While more big names vendors are now converging to Hadoop framework for its low cost benefits, most organisations tend of use a hybrid approach and select tools based on maturity of the tool and unique capabilities required.
To make the right choice, I would recommend checking out the different tools and unique capabilities of options available from Big Data commercial vendors or Hadoop distribution vendors, to understand the strength, weakness and potential trade offs which provides the best fit to the technology requirement(i.e volume, variety, velocity and veracity.It also key to perform a cost benefit analysis between enterprise versions plus commercial supports offered by the different vendors.

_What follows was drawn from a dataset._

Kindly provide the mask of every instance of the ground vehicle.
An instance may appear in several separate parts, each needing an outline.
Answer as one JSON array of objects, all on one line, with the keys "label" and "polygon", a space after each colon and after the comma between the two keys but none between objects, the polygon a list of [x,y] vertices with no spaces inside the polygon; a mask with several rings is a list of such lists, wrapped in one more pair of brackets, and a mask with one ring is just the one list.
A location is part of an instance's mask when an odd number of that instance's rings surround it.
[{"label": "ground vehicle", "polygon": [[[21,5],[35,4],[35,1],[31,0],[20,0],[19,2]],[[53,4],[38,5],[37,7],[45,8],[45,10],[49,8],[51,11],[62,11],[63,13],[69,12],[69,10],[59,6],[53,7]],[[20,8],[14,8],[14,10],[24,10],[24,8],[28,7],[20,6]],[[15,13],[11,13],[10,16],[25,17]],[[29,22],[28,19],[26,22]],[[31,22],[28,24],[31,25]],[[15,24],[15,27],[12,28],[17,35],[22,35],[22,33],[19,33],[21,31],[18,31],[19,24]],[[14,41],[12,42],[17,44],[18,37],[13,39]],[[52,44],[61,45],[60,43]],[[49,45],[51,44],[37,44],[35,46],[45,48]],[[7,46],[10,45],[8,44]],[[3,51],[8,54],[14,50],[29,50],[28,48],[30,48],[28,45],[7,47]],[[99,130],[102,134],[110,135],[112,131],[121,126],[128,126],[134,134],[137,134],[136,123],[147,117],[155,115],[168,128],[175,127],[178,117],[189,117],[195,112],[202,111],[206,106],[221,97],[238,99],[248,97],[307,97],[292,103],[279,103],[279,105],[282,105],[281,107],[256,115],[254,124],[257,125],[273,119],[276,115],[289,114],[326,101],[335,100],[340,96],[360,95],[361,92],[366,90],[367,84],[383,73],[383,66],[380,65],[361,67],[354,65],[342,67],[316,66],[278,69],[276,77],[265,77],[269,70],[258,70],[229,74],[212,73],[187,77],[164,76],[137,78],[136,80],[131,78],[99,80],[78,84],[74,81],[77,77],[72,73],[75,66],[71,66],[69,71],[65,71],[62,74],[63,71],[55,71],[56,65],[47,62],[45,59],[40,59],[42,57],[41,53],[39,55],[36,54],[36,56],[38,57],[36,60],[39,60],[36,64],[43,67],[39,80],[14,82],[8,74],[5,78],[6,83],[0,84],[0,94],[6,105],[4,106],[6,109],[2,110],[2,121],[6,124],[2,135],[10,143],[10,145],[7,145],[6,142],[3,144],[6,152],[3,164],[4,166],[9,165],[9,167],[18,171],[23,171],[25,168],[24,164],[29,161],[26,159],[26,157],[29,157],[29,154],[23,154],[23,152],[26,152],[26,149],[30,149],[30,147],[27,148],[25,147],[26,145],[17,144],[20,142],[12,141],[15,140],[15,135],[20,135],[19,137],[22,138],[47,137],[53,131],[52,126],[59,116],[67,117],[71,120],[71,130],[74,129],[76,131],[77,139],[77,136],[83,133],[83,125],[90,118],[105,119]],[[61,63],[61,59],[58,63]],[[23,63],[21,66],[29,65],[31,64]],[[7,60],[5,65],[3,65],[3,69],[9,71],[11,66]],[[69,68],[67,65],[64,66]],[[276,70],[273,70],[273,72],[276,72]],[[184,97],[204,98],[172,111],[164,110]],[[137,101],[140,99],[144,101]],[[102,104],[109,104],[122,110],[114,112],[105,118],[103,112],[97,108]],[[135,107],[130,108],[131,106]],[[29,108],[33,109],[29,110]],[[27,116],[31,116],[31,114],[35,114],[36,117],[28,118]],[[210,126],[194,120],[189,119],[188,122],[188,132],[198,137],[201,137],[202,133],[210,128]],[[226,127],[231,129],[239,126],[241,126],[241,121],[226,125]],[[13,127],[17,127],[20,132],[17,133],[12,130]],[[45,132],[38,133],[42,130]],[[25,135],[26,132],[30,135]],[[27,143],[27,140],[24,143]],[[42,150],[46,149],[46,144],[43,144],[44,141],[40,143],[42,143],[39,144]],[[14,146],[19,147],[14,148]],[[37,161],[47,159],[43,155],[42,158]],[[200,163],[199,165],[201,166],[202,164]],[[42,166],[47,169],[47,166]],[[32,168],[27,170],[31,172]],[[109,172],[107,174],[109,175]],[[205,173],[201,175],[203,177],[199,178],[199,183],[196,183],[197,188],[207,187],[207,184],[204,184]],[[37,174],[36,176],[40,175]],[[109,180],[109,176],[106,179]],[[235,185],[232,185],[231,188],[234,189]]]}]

8 Define Data Governance Early
Today, security and privacy concerns are magnified by the velocity, volume and variety of data, such as large scale cloud infrastructures, diversity of data sources and formats, and streaming nature of data. While businesses are increasingly adopting Big Data innovations for competitive advantage, it’s important to build resilience against new forms of security threats and realign organizations security, privacy and governance policies especially when dealing with cross countries and continents privacy laws.
Effectively managing these risks will require companies to revisit governance structures and frameworks in order to allow for the effective and timely identification and assessment of risks in order to make informed risk / reward decisions.
A defined data governance strategy should be considered in early stages of planning process, including in the design and evaluation of pilots, to adequately protect information privacy and security.
Big Data Analytics is certainly amongst the most exciting technology discussions in organisations today. Businesses are positive about embracing and reaping the competitive advantage through analytics. The guiding principles outlined above will hopefully help increase the chances of success of big data analytics initiatives as businesses harness the possibility to compete on analytics.